The process was very cerebral for me. As a child, I was always fascinated with New York City. When I discovered hip-hop, it completely consumed me. I still have old clippings from New York newspapers about legendary art shows in the ’80s at places like the Fun Gallery and Fashion Moda. My introduction to movies like Wild Style and Style Wars, and to books like Subway Art by Henry Chalfant and Martha Cooper, were defining moments that changed my life. So I was already well aware of these artists and their individual contributions to the culture. At the start of this project, I immediately began to think of how I could capture them in homage, or tribute, form—my way of saying “thank you” for everything they represent. I produced illustrations of five artists: Basquiat, Futura, Lady Pink, Lee Quiñones, and Rammellzee. If time had allowed, I would have created one for all the artists in the exhibition. I also produced a sixth piece, of Problak, because I felt he deserved to be acknowledged as well. Each piece was rendered in a collage type of style. I wanted to visually convey what each artist meant to me and how much they inspired my generation—and the world.
How would you say the MFA has changed since your time at the School of the Museum of Fine Arts at Tufts, and where do you see it going in the future?
I would say the MFA has changed considerably since my art school days. The fact that Basquiat has never been showcased at the Museum before, and that now we get to enjoy his genius along with some of his iconic contemporaries, is a great example of how things have changed. It’s something I never thought I would see at the MFA. And the fact that I’m involved is mind blowing! The feedback in anticipation has been amazing, despite the COVID-19 reality we’re living through. I don’t see how this won’t open the door to the possibility of more incredible experiences and broader representation.

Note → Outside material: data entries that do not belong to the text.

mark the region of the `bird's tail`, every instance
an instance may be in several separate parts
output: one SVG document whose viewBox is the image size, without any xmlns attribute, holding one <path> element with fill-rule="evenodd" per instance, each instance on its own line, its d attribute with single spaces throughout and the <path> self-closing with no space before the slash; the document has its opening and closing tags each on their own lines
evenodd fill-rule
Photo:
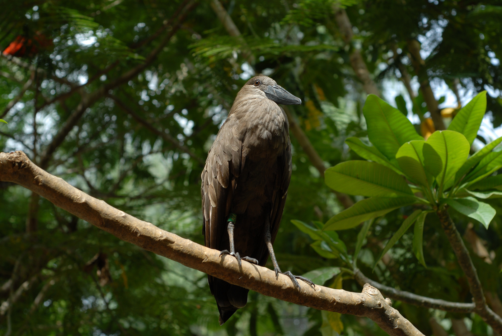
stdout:
<svg viewBox="0 0 502 336">
<path fill-rule="evenodd" d="M 210 275 L 208 275 L 207 278 L 211 292 L 216 300 L 220 313 L 219 323 L 222 325 L 237 309 L 246 305 L 249 289 L 229 284 Z"/>
</svg>

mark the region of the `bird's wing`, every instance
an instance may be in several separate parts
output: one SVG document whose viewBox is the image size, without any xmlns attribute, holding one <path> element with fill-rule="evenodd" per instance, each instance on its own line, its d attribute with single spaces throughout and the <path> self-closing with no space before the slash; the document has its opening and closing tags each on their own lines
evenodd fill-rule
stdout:
<svg viewBox="0 0 502 336">
<path fill-rule="evenodd" d="M 201 176 L 201 194 L 204 217 L 202 233 L 206 246 L 220 249 L 221 237 L 226 234 L 236 179 L 241 170 L 242 143 L 237 133 L 238 121 L 229 116 L 213 143 Z"/>
</svg>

Since creating “The Next Step,” a traveling exhibition series highlighting the contributions of African Americans to comic book art and pop culture, you have curated several exhibitions across the country for more than a decade. How would you measure the success of “The Next Step” with regard to the next generation of comic book artists and illustrators?
“The Next Step” exhibition series was groundbreaking. The first in the series, “Sequential Art: The Next Step,” was in 1994, and it was the first time African American artists were featured together in a major exhibition about comic book art, bringing awareness to our presence in the industry. My intention in developing the series was to provide an opportunity for Black artists to showcase and promote themselves as individuals while simultaneously being part of a bigger picture. Our community consists of creators, artists, publishers, retailers, distributors, and fans. American comic book culture, like hip-hop, is global. Any artist working in this field is a contributor to the culture of the medium, whether we’re working on established characters like Spider-Man or producing our own creative properties. “The Next Step” is very dear to my heart. Amazing things have happened since then that continue to celebrate our collective presence. The platform is much larger now, and everyone is welcome. The doors are wide open.